El general Pompeyo, quien había estado dirigiendo las legiones en Hispania, se encontraba de regreso en Italia con sus tropas y se dirigía hacia el sur, enviado por el Senado para aplastar a Espartaco.

Craso, al enterarse, intentó negociar la rendición de Espartaco antes de que llegara Pompeyo y le arrebatara la gloria de haber sofocado la revuelta, pero al final no aceptó las condiciones que exigían los rebeldes.

Al no llegar a un acuerdo, Espartaco y su ejército atravesaron las fortificaciones romanas de noche, empleando reses con antorchas atadas a los cuernos como distracción, y se dirigieron hacia Bríndisi con las legiones de Craso persiguiéndolos.

La última batalla de Espartaco fue la conocida como batalla del río Silario, el actual río Sele, cerca de la localidad de Strongoli, y lo que en ella sucedió varía bastante según las versiones de los distintos cronistas.

En general, se cuenta que los hombres de Espartaco estaban acampados en lo alto de una planicie inclinada y las legiones de Craso acamparon muy cerca, en la parte inferior de la planicie.

Los romanos comenzaron a cavar una trinchera, pero algunos grupos pequeños de los rebeldes empezaron a atacarlos y, poco a poco, conforme se incorporaban más romanos y rebeldes a aquella lucha, se inició una batalla a gran escala sin que ni Espartaco ni Craso lo hubieran decidido.

Cuando Espartaco comprendió la magnitud de la pelea, ordenó a todo su ejército formar una línea de batalla.

Según Plutarco, cuando sus hombres le llevaron su caballo a Espartaco, este lo mató con su espada y exclamó: “Si venzo, tendré muchos y hermosos caballos de los enemigos; si fuese vencido, no lo necesitaré”.

Y… no lo necesitó.

Aunque el número de combatientes de ambos bandos era bastante similar, la mayor disciplina de los romanos se impuso y los rebeldes fueron masacrados.

Craso capturó a 6000 prisioneros, a los que crucificó a lo largo del tramo de la vía Apia comprendido entre Roma y Capua.

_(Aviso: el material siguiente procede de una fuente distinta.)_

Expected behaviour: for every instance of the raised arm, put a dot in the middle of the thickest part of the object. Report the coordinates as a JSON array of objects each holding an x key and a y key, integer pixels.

¿Y qué pasó con Espartaco? Aunque su cuerpo nunca fue hallado, casi todos los historiadores coinciden en que pereció en la batalla.

Según Apiano, Espartaco fue herido en un muslo por una lanza y quedó apoyado en una rodilla, defendiéndose de los enemigos con su escudo hasta que él y sus compañeros próximos fueron rodeados y terminaron perdiendo la vida.

Floro cuenta que el líder rebelde murió como un valiente, peleando en primera línea.

La versión de Plutarco es que Espartaco mató a dos centuriones mientras se abría paso entre romanos y proyectiles, decidido a alcanzar a Craso, pero sus compañeros huyeron y lo dejaron solo, así que los legionarios lo rodearon y acabaron con su vida.

Apiano, en cambio, dice que sus hombres huyeron tras su muerte, no antes…

¿Qué versión es la correcta? Tal vez ninguna…

Aunque Craso había demostrado ser un buen líder militar y había arriesgado su propia vida para acabar con Espartaco, al final la gloria se la llevó Pompeyo, ya que tuvo la suerte de topar con un grupo de 5000 fugitivos que trataban de huir hacia los Alpes.

Pompeyo los aniquiló sin piedad y se apresuró a escribir al Senado diciendo que, aunque Craso había vencido a los gladiadores en batalla campal, él era quien había extirpado la rebelión por completo.

El pueblo romano le atribuyó a él la victoria sobre los rebeldes.

En total, la rebelión de Espartaco se saldó con la muerte de unos 150.000 esclavos y más de 10.000 legionarios.

¿Cuántos esclavos en total lograron escapar de los romanos a través de los Alpes? Se estima que unos 10.000, principalmente mujeres y niños.

Pese a la derrota de Espartaco, se siguieron produciendo fugas masivas de esclavos romanos a lo largo de toda la historia.

Tras las guerras serviles, el trato a los esclavos empezó a mejorar, y, de hecho, a lo largo de los años siguientes a muchos se les otorgó la libertad (un proceso conocido como manumisión) y se les concedió tierras en la península Itálica y en Sicilia, lo que logró evitar nuevos levantamientos.

En el imaginario romano, la figura de Espartaco acabó convertida en una especie de hombre del costal, un monstruo con el que asustar a los niños.